DOVER, N.H. (AP) — An actor and martial arts instructor accused of killing a female University of New Hampshire student last week was upbeat and described his life as "really good" three days after the woman's death, an acquaintance said Monday.
Seth Mazzaglia, of Dover, was charged Saturday with second-degree murder in the death of 19-year-old Elizabeth "Lizzi" Marriott, who vanished a week ago and whose body has yet to be found. He is accused of strangling or suffocating her in his apartment Tuesday night; the search for the body has been focused on Peirce Island in nearby Portsmouth.
Mazzaglia, 29, didn't speak during a brief arraignment via video feed Monday, and his court-appointed attorneys didn't object to the prosecutor's request that he be held without bail.

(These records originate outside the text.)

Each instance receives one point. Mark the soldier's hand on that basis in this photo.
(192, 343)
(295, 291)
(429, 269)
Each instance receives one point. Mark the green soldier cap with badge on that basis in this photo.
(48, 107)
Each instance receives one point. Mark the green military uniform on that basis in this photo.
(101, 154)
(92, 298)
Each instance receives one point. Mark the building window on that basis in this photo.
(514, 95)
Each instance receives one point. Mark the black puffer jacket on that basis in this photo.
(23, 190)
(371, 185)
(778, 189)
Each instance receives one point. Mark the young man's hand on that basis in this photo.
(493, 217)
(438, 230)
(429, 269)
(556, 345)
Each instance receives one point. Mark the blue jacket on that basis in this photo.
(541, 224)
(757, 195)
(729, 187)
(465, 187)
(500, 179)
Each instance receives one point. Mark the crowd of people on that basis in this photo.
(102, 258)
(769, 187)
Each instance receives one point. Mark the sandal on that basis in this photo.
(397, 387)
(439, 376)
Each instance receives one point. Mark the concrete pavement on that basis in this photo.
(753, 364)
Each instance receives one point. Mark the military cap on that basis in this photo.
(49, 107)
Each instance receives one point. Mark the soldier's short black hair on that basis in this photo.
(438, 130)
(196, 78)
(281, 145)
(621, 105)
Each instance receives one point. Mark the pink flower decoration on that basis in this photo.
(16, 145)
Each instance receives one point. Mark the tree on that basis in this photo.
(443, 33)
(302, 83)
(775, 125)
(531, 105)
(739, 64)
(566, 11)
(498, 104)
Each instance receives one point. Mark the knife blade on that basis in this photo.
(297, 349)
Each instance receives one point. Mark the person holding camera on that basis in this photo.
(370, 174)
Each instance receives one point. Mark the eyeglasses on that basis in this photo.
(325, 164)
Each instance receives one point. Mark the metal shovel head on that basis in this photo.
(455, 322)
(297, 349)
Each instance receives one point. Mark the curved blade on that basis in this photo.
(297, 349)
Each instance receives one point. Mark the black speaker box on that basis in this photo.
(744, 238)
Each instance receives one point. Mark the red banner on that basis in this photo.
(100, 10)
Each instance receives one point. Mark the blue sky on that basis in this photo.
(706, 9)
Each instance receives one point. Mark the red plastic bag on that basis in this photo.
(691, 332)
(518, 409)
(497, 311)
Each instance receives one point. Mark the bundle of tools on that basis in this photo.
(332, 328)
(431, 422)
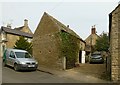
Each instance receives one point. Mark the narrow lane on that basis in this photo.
(11, 76)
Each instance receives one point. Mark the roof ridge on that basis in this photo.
(64, 27)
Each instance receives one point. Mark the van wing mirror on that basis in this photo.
(13, 56)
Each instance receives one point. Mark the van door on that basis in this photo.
(11, 58)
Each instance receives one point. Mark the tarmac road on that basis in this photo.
(11, 76)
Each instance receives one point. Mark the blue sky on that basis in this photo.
(80, 15)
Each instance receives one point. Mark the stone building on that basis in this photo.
(49, 41)
(9, 36)
(91, 39)
(114, 31)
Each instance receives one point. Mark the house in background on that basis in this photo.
(114, 33)
(50, 44)
(91, 40)
(9, 36)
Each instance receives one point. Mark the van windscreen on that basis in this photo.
(23, 55)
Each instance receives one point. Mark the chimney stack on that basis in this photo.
(25, 22)
(9, 26)
(93, 30)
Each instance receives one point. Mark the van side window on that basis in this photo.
(12, 54)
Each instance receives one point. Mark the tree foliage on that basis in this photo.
(23, 44)
(102, 44)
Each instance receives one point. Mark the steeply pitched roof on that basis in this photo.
(16, 32)
(19, 28)
(63, 27)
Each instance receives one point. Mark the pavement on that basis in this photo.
(73, 74)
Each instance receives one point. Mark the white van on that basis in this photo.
(19, 59)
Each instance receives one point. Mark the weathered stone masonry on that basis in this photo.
(114, 18)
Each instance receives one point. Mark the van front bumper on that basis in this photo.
(27, 67)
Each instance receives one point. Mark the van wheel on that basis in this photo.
(15, 67)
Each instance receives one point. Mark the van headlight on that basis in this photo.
(22, 63)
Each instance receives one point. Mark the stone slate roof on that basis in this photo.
(63, 27)
(16, 32)
(19, 28)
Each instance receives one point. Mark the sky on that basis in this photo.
(80, 15)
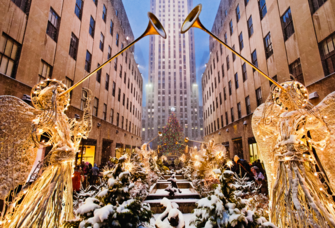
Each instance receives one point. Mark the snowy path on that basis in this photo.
(186, 199)
(187, 218)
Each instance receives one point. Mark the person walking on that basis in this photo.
(76, 179)
(244, 167)
(260, 179)
(95, 173)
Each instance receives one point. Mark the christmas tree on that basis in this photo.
(172, 135)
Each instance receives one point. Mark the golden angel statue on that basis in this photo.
(296, 143)
(23, 129)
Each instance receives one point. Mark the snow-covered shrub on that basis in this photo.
(114, 206)
(224, 209)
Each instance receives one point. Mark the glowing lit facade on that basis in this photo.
(172, 77)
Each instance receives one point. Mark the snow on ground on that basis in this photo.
(187, 218)
(184, 191)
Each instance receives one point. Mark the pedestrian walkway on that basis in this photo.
(186, 199)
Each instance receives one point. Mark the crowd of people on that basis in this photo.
(85, 175)
(254, 171)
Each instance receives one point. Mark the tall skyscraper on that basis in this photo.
(172, 78)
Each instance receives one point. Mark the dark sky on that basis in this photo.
(137, 15)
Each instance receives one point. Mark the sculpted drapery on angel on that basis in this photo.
(296, 143)
(48, 201)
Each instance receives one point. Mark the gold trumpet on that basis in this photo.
(154, 28)
(192, 20)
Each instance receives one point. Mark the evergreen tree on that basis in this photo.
(171, 134)
(114, 207)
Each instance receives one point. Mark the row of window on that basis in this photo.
(124, 125)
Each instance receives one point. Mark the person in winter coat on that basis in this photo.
(95, 173)
(76, 179)
(260, 179)
(244, 167)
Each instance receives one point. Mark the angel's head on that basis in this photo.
(295, 96)
(45, 95)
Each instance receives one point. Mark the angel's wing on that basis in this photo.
(326, 108)
(17, 149)
(264, 127)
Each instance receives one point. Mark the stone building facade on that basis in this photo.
(65, 40)
(282, 38)
(172, 78)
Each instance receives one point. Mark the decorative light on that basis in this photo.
(229, 164)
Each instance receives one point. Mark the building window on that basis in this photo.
(53, 25)
(239, 112)
(117, 39)
(95, 106)
(73, 46)
(296, 71)
(88, 61)
(92, 26)
(111, 28)
(316, 4)
(240, 39)
(104, 13)
(112, 116)
(69, 84)
(287, 24)
(244, 72)
(102, 41)
(268, 45)
(104, 113)
(262, 8)
(227, 60)
(231, 28)
(328, 54)
(9, 56)
(79, 8)
(109, 55)
(44, 72)
(114, 88)
(107, 82)
(98, 74)
(119, 95)
(238, 15)
(115, 64)
(274, 78)
(83, 99)
(254, 59)
(247, 105)
(233, 54)
(259, 96)
(232, 114)
(236, 81)
(24, 5)
(250, 26)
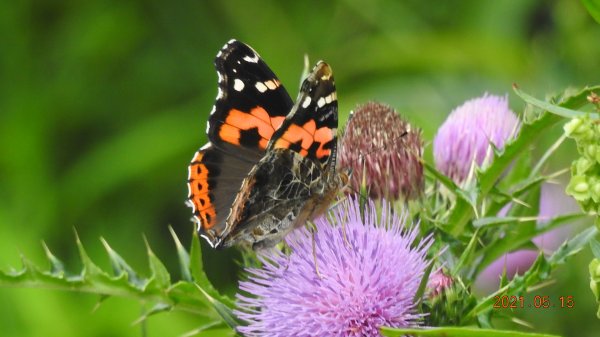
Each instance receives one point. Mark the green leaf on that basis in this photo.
(57, 268)
(184, 257)
(160, 278)
(501, 220)
(593, 7)
(127, 283)
(458, 332)
(515, 239)
(224, 311)
(539, 271)
(562, 110)
(197, 270)
(121, 267)
(595, 246)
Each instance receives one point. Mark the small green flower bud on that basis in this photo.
(581, 166)
(571, 127)
(578, 188)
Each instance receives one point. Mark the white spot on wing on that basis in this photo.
(306, 102)
(238, 85)
(271, 85)
(321, 102)
(251, 59)
(261, 87)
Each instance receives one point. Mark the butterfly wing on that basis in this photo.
(310, 128)
(251, 104)
(291, 183)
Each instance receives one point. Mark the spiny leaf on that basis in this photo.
(57, 268)
(184, 257)
(91, 279)
(224, 311)
(458, 332)
(515, 239)
(197, 269)
(121, 267)
(539, 271)
(562, 110)
(160, 278)
(157, 308)
(203, 328)
(595, 246)
(89, 267)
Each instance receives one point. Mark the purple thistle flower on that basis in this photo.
(366, 282)
(466, 135)
(553, 202)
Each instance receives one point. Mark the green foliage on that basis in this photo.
(593, 7)
(102, 107)
(194, 293)
(479, 236)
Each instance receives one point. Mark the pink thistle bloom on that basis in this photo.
(367, 281)
(465, 137)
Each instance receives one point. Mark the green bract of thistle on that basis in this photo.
(584, 185)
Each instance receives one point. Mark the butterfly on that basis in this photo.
(270, 163)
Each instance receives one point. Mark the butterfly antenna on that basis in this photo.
(313, 229)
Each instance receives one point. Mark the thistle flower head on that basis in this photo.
(467, 133)
(368, 278)
(383, 152)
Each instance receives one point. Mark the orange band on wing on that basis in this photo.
(257, 118)
(198, 192)
(306, 135)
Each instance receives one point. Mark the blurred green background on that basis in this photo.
(102, 105)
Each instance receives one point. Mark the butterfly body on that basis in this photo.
(270, 164)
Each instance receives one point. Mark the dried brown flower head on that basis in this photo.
(383, 152)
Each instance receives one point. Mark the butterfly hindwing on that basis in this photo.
(251, 103)
(214, 179)
(270, 164)
(296, 178)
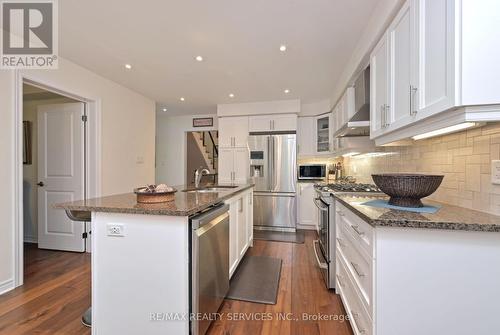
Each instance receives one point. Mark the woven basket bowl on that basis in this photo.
(154, 198)
(406, 190)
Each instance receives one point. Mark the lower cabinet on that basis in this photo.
(240, 227)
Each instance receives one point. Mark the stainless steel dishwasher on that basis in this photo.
(209, 265)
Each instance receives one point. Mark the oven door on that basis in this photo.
(324, 233)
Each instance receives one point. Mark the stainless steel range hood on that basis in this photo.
(359, 123)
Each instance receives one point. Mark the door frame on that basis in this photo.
(92, 147)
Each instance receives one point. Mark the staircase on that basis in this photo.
(207, 142)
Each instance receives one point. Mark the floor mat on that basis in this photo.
(278, 236)
(256, 280)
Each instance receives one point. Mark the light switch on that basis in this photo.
(495, 172)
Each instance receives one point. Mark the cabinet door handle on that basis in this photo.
(356, 229)
(356, 269)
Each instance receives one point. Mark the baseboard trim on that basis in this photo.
(6, 286)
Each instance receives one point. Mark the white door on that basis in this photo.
(401, 93)
(379, 77)
(60, 175)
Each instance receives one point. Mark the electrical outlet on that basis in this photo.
(115, 229)
(495, 172)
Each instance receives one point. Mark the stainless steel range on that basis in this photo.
(324, 247)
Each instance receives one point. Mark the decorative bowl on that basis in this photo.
(150, 195)
(406, 189)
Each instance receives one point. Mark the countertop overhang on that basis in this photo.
(448, 217)
(184, 204)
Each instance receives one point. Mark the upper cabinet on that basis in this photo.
(437, 57)
(233, 131)
(379, 88)
(277, 122)
(305, 136)
(323, 133)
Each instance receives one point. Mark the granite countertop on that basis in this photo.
(185, 203)
(448, 217)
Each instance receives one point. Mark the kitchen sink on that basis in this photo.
(214, 188)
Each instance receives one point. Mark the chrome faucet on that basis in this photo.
(198, 174)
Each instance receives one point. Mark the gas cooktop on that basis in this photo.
(346, 187)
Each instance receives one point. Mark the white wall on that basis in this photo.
(171, 146)
(127, 133)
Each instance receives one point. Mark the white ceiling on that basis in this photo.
(239, 41)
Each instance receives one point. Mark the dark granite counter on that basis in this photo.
(184, 204)
(448, 217)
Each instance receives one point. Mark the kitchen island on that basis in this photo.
(401, 272)
(142, 255)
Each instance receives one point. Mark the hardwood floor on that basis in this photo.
(301, 290)
(57, 292)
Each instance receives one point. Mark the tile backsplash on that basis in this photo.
(463, 158)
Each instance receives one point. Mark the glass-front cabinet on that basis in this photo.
(323, 133)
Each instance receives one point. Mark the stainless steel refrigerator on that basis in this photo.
(273, 170)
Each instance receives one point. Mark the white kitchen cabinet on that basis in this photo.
(379, 84)
(307, 211)
(443, 57)
(233, 166)
(233, 131)
(401, 92)
(277, 122)
(240, 227)
(233, 235)
(379, 269)
(305, 136)
(434, 72)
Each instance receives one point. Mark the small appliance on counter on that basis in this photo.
(312, 171)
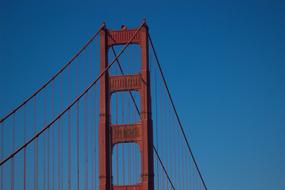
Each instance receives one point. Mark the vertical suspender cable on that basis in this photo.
(13, 147)
(35, 147)
(176, 114)
(69, 151)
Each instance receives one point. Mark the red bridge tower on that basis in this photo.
(141, 132)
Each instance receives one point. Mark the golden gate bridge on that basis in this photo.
(106, 120)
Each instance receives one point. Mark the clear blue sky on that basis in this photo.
(229, 55)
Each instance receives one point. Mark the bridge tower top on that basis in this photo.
(141, 132)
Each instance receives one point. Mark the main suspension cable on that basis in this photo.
(75, 101)
(54, 76)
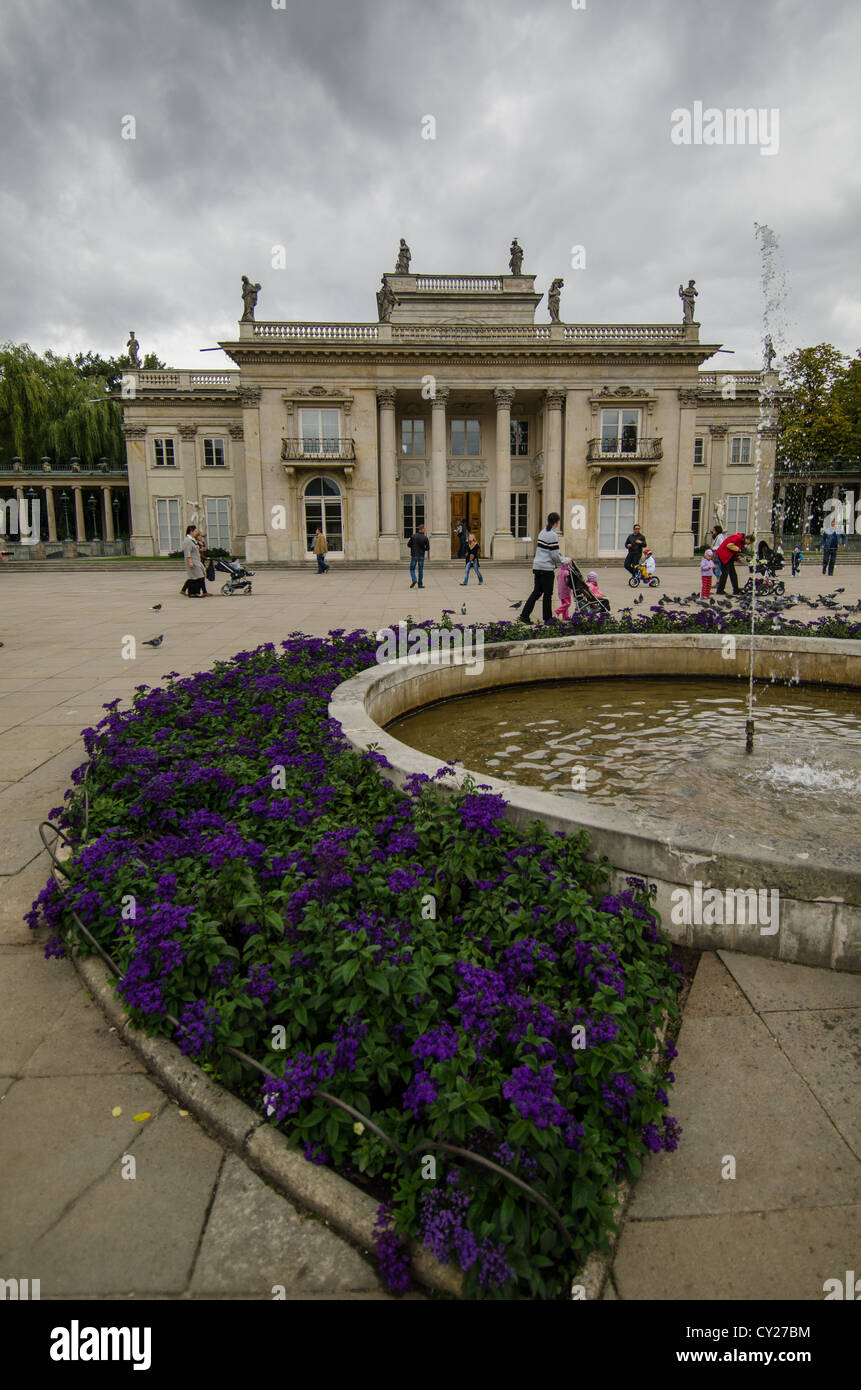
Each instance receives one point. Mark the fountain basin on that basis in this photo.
(819, 890)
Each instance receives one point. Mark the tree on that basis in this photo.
(60, 407)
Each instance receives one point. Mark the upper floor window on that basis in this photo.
(412, 438)
(320, 430)
(619, 431)
(466, 438)
(740, 449)
(164, 453)
(519, 437)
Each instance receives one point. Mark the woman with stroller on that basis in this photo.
(472, 559)
(545, 562)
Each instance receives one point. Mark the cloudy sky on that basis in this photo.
(302, 127)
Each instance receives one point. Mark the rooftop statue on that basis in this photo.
(249, 300)
(687, 299)
(552, 299)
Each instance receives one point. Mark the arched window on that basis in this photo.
(616, 514)
(323, 509)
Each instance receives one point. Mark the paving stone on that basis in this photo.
(714, 991)
(737, 1094)
(776, 984)
(825, 1047)
(256, 1239)
(57, 1139)
(135, 1235)
(774, 1255)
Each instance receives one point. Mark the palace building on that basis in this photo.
(455, 405)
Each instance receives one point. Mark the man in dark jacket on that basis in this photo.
(419, 546)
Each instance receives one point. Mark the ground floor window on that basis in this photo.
(217, 523)
(616, 514)
(518, 514)
(323, 509)
(167, 526)
(736, 513)
(413, 513)
(696, 517)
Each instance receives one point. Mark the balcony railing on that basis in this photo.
(319, 449)
(641, 451)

But Craig Faulkner, who works at a theater company where Mazzaglia had auditioned, said he chatted with Mazzaglia for about 20 minutes on Friday while shopping at Best Buy in Newington. Mazzaglia, who was working in the store's video game section, told him: "Life is good," said Faulkner, producing artistic director at Seacoast Repertory Theatre in Portsmouth.
"I just asked him, 'How are things?' He said, 'Things are really good,'" Faulkner told The Associated Press.
Marriott, of Westborough, Mass., was living with an aunt in Chester, N.H., and commuting to the university in Durham, where she was majoring in marine biology. She was last heard from Oct. 9 when she made plans to visit friends in Dover after attending a class, but never showed up. Her cellphone was last used in Dover that night, according to fliers that family members posted, but authorities said her car was found several miles away in a parking lot on campus in Durham.
Family and friends spent several frantic days searching for her before charges were announced over the weekend. Police have not said what led them to arrest Mazzaglia or how he knew Marriott.
"They were familiar with each other," Senior Assistant Attorney General Jane Young said Monday.
Young said "credible information" has prompted authorities to focus search efforts on the water around the 27-acre island that separates the city of Portsmouth from the Piscataqua River. Marine patrol officials have been using sonar and an underwater camera, she said, but the river's currents and eddies have hampered their efforts.